Kompleksitas Sosial Mengiringi Pembangunan Ibu Kota Nusantara

Deputi SBPM OIKN memberi sambutan pembuka

Diskusi kelompok terarah (FGD) bertajuk “Mengurai Potensi Konflik Sosial di Balik Pembangunan Kota Nusantara” yang digelar pada 8 Desember 2025 di Kemenko 3 KIPP Ibu Kota Nusantara memperlihatkan beragam persoalan yang dihadapi masyarakat lokal sejak dimulainya pembangunan Ibu Kota Nusantara (IKN).

Peneliti dan perwakilan desa, kelurahan, serta tokoh masyarakat dari berbagai wilayah terdekat dengan KIPP seperti Bukit Raya, Suka Raja, Sepaku, Bumi Harapan dan Pemaluan menyampaikan berbagai isu yang meliputi agraria, dampak lingkungan, perizinan, infrastruktur dasar, hingga mekanisme ganti rugi tanah.

FGD yang dihadiri oleh pihak Otorita, khususnya Kedeputian Sosial, Budaya dan Pemberdayaan Masyarakat. Hadir juga tiga peneliti Universitas Mulawarman (Martinus Nanang, Sri Murlianti, Sukapti) yang memaparkan hasil penelitian. 

Bagi warga FGD ini menjadi ruang untuk mengemukakan persoalan yang dianggap belum tertangani secara sistematis. 

Dari seluruh sesi, terlihat bahwa sebagian besar masalah bersumber dari ketidaksinkronan tata kelola dan kurangnya komunikasi antar lembaga. Hal ini menimbulkan kebingungan di tingkat masyarakat, terutama dalam memahami status lahan, prosedur perizinan, serta batas kewenangan antara OIKN, BPN, pemerintah kecamatan, dan pemerintah desa.

Pertanahan Menjadi Isu Dominan

Masalah agraria menjadi pokok utama diskusi. Banyak warga mengeluhkan ketidaksesuaian antara sertifikat yang dimiliki dengan data persil di sistem pemerintah. Sejumlah peserta mengungkapkan bahwa sertifikat lama tidak memiliki titik koordinat sehingga lokasi yang tertera tidak sesuai dengan lahan yang selama ini mereka garap.

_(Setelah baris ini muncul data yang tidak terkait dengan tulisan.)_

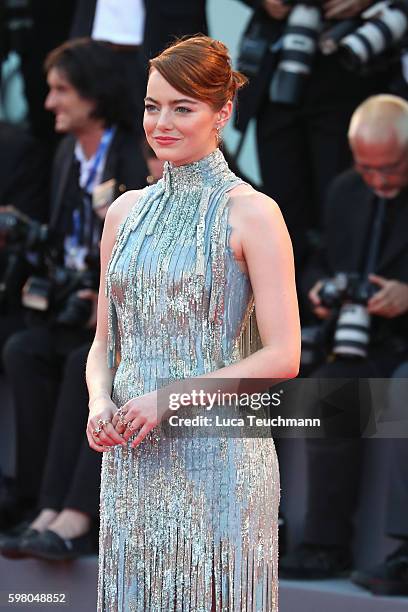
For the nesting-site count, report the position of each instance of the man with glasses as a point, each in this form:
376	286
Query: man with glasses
366	234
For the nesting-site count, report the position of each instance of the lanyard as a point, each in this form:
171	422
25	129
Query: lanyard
99	155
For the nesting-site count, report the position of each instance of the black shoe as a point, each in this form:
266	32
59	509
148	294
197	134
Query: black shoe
389	577
49	545
314	562
13	511
13	543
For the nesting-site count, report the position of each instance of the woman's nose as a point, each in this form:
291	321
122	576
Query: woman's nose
164	120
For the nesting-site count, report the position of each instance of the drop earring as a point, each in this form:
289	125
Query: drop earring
218	135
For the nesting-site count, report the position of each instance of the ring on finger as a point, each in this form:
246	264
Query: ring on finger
103	422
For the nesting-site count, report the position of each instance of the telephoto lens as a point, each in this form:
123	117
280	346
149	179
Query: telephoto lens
298	48
331	37
386	26
352	334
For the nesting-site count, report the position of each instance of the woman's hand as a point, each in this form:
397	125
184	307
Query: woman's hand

Perwakilan Desa Bukit Raya menjelaskan bahwa kasus serupa dialami oleh generasi kedua transmigran, di mana sertifikat masih atas nama orang tua, sementara lahan tersebut telah diwariskan dan digarap oleh anak-anaknya. Ketidaksesuaian ini menyebabkan kebingungan saat proses verifikasi atau saat lahan masuk dalam proyek pengadaan tanah untuk kepentingan IKN.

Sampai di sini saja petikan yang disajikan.